Football is America's most effective collection plate.
No organization does a better job of giving unto Mammon on a Sunday than the NFL.
This fiscal efficiency can, however, interfere with the mental preparation of some NFL players. This, at least, is the claim made by Beats.
Apple's fresh, brash little brother is upset that the NFL has a deal with speaker and headphone maker Bose. This prevents cool-conscious stars, such as the thoughtfully monosyllabic San Francisco 49ers quarterback Colin Kaepernick, from wearing their Beats headphones -- as well as any other rival headphones -- during televised interviews on game day.
Indeed, the ban extends from before kickoff to 90 minutes after the game. It also covers training camp and practice.
Beats issued this statement, according to Recode: "Over the last few years athletes have written Beats into their DNA as part of the pre-game ritual. Music can have a significant positive effect on an athlete's focus and mental preparedness and has become as important to performance as any other piece of equipment."
It's an alluring thought that Kaepernick played badly against, say, the Arizona Cardinals, because he couldn't infuse his ears with Beats music and his DNA was harmfully affected.

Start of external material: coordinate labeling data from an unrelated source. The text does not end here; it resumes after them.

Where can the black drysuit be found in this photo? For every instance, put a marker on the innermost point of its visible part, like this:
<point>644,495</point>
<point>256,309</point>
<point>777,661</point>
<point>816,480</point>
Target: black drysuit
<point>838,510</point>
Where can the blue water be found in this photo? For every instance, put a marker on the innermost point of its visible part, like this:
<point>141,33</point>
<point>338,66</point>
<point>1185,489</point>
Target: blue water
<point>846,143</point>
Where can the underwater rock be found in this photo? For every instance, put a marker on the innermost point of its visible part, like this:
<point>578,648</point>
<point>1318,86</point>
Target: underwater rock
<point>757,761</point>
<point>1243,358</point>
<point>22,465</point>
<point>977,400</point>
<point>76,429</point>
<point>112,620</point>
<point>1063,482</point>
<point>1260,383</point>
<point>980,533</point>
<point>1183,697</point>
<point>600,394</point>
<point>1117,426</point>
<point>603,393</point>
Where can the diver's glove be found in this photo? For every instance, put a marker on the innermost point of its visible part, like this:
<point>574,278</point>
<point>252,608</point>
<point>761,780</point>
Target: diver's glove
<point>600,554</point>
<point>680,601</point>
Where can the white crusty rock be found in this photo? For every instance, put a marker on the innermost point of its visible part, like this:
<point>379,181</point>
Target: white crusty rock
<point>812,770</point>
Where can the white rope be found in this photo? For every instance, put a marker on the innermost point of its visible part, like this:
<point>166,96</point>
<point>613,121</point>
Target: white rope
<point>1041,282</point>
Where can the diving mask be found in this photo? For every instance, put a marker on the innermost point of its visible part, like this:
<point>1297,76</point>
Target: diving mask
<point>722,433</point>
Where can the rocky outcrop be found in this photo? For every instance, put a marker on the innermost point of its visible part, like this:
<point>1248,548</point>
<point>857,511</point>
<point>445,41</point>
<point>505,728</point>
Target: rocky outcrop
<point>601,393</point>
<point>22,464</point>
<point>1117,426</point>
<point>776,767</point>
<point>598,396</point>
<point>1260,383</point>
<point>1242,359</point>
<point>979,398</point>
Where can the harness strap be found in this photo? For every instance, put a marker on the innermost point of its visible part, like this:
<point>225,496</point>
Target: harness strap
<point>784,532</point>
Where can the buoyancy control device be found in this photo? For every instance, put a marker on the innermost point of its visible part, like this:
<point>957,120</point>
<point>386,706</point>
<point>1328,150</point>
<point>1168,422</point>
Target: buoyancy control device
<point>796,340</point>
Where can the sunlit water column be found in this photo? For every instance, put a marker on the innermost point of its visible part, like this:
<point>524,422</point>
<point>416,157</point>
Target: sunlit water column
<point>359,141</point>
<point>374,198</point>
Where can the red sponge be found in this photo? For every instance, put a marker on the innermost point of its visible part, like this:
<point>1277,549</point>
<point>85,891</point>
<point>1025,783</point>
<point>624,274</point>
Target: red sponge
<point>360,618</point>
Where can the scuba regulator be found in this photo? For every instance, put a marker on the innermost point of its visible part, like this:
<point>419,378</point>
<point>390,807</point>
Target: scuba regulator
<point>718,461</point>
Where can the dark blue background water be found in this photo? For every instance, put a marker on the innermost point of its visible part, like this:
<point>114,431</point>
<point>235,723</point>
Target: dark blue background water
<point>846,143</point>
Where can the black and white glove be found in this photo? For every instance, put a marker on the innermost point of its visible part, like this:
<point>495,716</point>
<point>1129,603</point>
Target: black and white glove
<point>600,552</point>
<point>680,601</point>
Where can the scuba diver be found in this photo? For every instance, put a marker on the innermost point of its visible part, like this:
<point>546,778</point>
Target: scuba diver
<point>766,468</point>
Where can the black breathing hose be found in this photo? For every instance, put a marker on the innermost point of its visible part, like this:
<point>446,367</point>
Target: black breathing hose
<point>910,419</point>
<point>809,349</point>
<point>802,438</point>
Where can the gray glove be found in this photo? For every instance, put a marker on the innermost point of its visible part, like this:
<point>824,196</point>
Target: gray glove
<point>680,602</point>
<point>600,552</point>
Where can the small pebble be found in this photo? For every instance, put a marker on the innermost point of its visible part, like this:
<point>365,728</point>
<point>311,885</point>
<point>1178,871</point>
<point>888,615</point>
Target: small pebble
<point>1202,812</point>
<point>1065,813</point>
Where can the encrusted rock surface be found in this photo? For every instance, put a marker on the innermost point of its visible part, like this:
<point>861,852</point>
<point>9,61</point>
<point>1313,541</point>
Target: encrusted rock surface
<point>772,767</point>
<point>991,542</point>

It's equally alluring to think that, in order for him to project the right image at press conferences, he must wrap his Beats around his neck, for fear that his head might loll to one side in anguish.
It's well known that stars who wear Beats are winners. Just look at how well Brazilian soccer star Neymar,, did in the World Cup. Oh, wait.
Can it really be that Bose headphones adversely affect a sportsman's DNA? Or is it merely that Beats pays certain players to sport its colors?
The NFL offered this explanation in a statement to Recode: "The NFL has longstanding policies that prohibit branded exposure on-field or during interviews unless authorized by the league. These policies date back to the early 1990s and continue today."
Clearly, there is the occasional commercial spillage during NFL games. For example, Microsoft pays a reported $400 million to have its Surface tablet used by coaches and players during games. Sadly, more than one announcer.
In the end, though, NFL players know that they are entertainers at the circus, there to put their very brains on the line for public consumption.
They can't be surprised that their every fashion statement is interfered with by the demands of men in Brooks Brothers suits.
Still, the ban fits nicely with Beats' slightly rebellious image, which has been cleverly constructed despite the fact that the brand has a 61 percent share of the upscale headphone market.
If Kaepernick and his fellow Beatsnik Cam Newton, quarterback for the Carolina Panthers, play badly, you'll know why. I can just see the protests outside NFL headquarters come Monday.